Recent Bottlenecks Can Erase Signals of Past Population Growth. To sustain the hypothesis that the absence of signs of population growth could be due to post-Neolithic bottlenecks, we have simulated the molecular diversity of populations that have completed a population expansion followed by a recent bottleneck (Table 2). The average mismatch distributions obtained for a few cases are shown in Fig. 2. We find that population bottlenecks can alter the signs of past population expansions: they tend to reduce the number of significant FS statistics, and they lead to a larger proportion of significant SSD statistics computed from the mismatch distributions (Table 2). We find that earlier bottlenecks have a more pronounced effect, in keeping with classical results concerning the amount of genetic variability maintained after a bottleneck (52). In Fig. 2, two main effects of the age of the bottleneck on the mismatch distribution can be seen: (i) the expected frequency of the low difference classes (0 and 1) increases with bottleneck age, and (ii) the variance of the mismatch distribution also increases with bottleneck age. These effects are caused by a longer period of increased genetic drift after the bottleneck. As expected, large bottlenecks have more effect than small bottlenecks (cases 9 and 10). Finally, it is interesting to note that postbottleneck population size is important; a bottleneck of identical magnitude will have less effect in populations that have a larger postbottleneck size (compare cases 1–3 to cases 4–6 in Table 2).
Table 2.
Case | Bottleneck time* | Bottleneck factor | Present population size | No. of significant FS tests | No. of significant SSD tests |
---|---|---|---|---|---|
1 | 25 | 100 | 1,000 | 996 | 103 |
2 | 100 | 100 | 1,000 | 279 | 448 |
3 | 400 | 100 | 1,000 | 21 | 416 |
4 | 25 | 100 | 5,000 | 1,000 | 46 |
5 | 100 | 100 | 5,000 | 998 | 72 |
6 | 400 | 100 | 5,000 | 763 | 270 |
7 | 100 | 10 | 1,000 | 165 | 243 |
8 | 100 | 10 | 5,000 | 997 | 78 |
9 | 400 | 1,000 | 1,000 | 3 | 478 |
10 | 400 | 1,000 | 5,000 | 119 | 490 |
11 | Pure stepwise expansion | 500,000 | 1,000 | 12 |
One thousand simulations of samples of 30 sequences were performed for each demographic history. Significance level was set to α = 0.05 for all tests. All expansions were set at 2,000 generations ago. The mutation model is similar to that used for the computations shown in Table 1 (also see text). For each case, Fu’s test results are based on 5,000 simulations around estimated parameters and mismatch tests results are based on 1,000 simulations around estimated parameters.

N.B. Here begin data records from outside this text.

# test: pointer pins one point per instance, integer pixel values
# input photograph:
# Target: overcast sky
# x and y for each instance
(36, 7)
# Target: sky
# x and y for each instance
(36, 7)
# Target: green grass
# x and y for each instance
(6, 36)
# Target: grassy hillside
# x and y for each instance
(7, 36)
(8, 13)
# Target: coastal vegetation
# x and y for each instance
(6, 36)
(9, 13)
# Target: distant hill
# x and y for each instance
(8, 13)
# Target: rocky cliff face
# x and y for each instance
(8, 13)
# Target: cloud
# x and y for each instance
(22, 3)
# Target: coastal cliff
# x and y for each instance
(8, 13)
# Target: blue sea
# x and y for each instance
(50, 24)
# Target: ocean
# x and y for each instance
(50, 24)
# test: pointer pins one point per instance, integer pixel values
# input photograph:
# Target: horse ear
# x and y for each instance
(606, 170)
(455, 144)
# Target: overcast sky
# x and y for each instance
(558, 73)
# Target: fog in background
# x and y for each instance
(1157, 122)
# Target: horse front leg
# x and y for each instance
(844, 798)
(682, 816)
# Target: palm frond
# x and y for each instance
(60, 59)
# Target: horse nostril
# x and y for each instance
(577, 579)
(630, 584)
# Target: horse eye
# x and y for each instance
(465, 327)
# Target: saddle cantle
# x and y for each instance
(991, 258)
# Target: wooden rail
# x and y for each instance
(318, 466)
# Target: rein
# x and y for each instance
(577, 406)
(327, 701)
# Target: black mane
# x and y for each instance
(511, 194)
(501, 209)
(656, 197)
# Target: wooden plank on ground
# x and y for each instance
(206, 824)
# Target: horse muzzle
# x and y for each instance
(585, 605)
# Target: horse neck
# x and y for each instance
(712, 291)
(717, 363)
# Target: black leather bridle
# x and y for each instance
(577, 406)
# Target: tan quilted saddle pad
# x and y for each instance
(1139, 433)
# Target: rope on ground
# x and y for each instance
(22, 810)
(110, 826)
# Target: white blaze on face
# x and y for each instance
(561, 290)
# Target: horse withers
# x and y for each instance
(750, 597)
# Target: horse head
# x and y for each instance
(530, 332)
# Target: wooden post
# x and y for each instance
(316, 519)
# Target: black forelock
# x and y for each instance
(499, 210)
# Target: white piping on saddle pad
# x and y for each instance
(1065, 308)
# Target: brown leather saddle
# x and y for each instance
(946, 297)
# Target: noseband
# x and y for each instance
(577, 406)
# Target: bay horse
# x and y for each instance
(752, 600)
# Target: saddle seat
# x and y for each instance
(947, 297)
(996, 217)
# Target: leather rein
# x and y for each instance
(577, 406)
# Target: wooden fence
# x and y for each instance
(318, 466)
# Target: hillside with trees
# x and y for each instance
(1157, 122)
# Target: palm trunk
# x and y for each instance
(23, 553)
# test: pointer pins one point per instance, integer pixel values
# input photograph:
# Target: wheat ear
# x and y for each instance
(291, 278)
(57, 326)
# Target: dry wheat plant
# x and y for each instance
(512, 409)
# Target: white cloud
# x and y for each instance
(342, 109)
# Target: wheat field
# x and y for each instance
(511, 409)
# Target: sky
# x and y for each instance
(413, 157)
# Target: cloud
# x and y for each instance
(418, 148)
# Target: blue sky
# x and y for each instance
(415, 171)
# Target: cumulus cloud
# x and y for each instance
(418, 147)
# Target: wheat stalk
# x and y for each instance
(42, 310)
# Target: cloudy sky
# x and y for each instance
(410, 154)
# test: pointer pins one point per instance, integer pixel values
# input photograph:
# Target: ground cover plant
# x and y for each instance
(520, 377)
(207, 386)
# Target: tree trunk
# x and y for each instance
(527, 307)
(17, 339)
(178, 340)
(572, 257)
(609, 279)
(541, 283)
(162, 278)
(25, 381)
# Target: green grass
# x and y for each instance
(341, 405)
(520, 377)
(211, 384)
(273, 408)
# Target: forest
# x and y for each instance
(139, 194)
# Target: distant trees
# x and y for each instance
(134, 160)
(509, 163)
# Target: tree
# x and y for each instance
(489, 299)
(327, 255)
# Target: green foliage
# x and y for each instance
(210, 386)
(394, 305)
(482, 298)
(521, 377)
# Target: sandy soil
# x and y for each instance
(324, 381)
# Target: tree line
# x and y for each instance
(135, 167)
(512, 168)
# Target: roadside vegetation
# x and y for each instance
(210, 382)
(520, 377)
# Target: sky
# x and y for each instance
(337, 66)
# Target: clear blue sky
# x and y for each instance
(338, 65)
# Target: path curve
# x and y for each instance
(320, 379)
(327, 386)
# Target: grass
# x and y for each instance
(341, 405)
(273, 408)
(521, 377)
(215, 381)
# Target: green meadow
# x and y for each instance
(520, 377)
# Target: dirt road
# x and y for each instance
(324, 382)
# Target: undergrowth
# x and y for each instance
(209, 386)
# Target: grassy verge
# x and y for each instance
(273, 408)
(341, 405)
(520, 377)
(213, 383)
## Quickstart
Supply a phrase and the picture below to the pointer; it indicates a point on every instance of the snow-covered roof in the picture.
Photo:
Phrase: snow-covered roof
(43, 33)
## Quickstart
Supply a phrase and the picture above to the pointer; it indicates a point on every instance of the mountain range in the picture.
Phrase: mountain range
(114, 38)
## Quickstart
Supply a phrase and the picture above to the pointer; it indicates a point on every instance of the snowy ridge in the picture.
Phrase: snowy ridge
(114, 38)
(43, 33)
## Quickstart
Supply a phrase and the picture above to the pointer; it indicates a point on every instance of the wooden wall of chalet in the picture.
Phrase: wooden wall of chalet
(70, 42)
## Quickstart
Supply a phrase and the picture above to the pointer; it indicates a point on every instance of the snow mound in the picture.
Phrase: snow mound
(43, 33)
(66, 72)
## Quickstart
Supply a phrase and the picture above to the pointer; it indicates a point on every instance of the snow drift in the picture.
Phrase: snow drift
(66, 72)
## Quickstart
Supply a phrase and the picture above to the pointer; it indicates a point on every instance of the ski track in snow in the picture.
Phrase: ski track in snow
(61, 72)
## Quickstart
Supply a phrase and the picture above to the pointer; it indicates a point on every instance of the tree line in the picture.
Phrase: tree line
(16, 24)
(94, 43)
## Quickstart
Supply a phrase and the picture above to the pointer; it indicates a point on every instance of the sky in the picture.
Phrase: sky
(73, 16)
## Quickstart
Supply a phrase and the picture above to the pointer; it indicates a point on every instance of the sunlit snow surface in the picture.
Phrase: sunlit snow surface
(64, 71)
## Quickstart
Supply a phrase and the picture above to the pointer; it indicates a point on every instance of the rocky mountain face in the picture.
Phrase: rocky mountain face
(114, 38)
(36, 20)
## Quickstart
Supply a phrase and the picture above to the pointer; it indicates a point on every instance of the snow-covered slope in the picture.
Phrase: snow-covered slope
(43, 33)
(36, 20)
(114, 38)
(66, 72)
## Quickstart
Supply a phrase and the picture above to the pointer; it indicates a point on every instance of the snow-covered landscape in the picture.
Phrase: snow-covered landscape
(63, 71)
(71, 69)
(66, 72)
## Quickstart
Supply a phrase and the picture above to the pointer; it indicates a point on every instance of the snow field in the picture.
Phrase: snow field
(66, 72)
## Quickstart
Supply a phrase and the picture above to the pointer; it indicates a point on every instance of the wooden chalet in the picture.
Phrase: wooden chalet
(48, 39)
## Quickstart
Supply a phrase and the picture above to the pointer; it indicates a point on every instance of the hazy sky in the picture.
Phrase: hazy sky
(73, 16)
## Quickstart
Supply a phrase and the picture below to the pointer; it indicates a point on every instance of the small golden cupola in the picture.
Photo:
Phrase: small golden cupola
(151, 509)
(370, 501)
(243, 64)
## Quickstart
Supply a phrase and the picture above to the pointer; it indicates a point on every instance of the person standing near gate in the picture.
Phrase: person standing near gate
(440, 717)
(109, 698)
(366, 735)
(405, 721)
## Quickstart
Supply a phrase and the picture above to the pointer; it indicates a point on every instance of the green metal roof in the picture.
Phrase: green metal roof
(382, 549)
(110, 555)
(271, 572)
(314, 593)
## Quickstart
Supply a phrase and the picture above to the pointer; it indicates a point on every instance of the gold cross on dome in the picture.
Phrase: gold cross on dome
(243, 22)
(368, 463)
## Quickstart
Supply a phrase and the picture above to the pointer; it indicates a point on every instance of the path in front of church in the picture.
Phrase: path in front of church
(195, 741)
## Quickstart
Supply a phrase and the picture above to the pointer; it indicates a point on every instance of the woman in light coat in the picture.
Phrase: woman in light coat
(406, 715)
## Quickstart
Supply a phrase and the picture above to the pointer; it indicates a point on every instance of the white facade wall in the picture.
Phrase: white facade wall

Expressed in number of generations.
Although studies of nuclear markers show that HGPs are different from Neolithic populations (for example, see refs. 34, 53, and 54), this difference is not always linked to a decrease in molecular diversity as would be expected after a bottleneck. African HGPs in particular present a high level of diversity (53, 54), e.g., the Pygmies studied for mtDNA. Even though recent bottlenecks may have erased the traces of demographic expansions in most HGPs, the magnitudes and the causes of these bottlenecks depend on various ecological constraints and may be heterogeneous. We should therefore not expect to see the same pattern of diversity in all HGPs; the age of the bottleneck affects the diversity patterns and their variability (Fig. 2), and nuclear markers may be less sensitive than mtDNA to bottlenecks (Table 2) because they are associated with larger effective postbottleneck population sizes.
Acknowledgments
We thank Naruya Saitou, Evelyne Heyer, Alain Gallay, and André Langaney for stimulating discussions. We are grateful to Henry Harpending, Guido Barbujani, and Alan Rogers for their helpful comments on the manuscript. This work was supported by grants (32-047053.96 and 31-039847.93) to L.E. from the Swiss National Foundation for Scientific Research. Data and software programs are available from the authors on request.
ABBREVIATIONS
- CI
confidence intervals
- HGP
hunter-gatherer population
- HV1
hypervariable region 1
- KY
1,000 years
- SSD
sum of squared differences
Footnotes
A Commentary on this article begins on page 10562.
References
- 1.Handt O, Meyer S, von Haeseler A. Nucleic Acids Res. 1998;26:126–129. doi: 10.1093/nar/26.1.126. [DOI] [PMC free article] [PubMed] [Google Scholar]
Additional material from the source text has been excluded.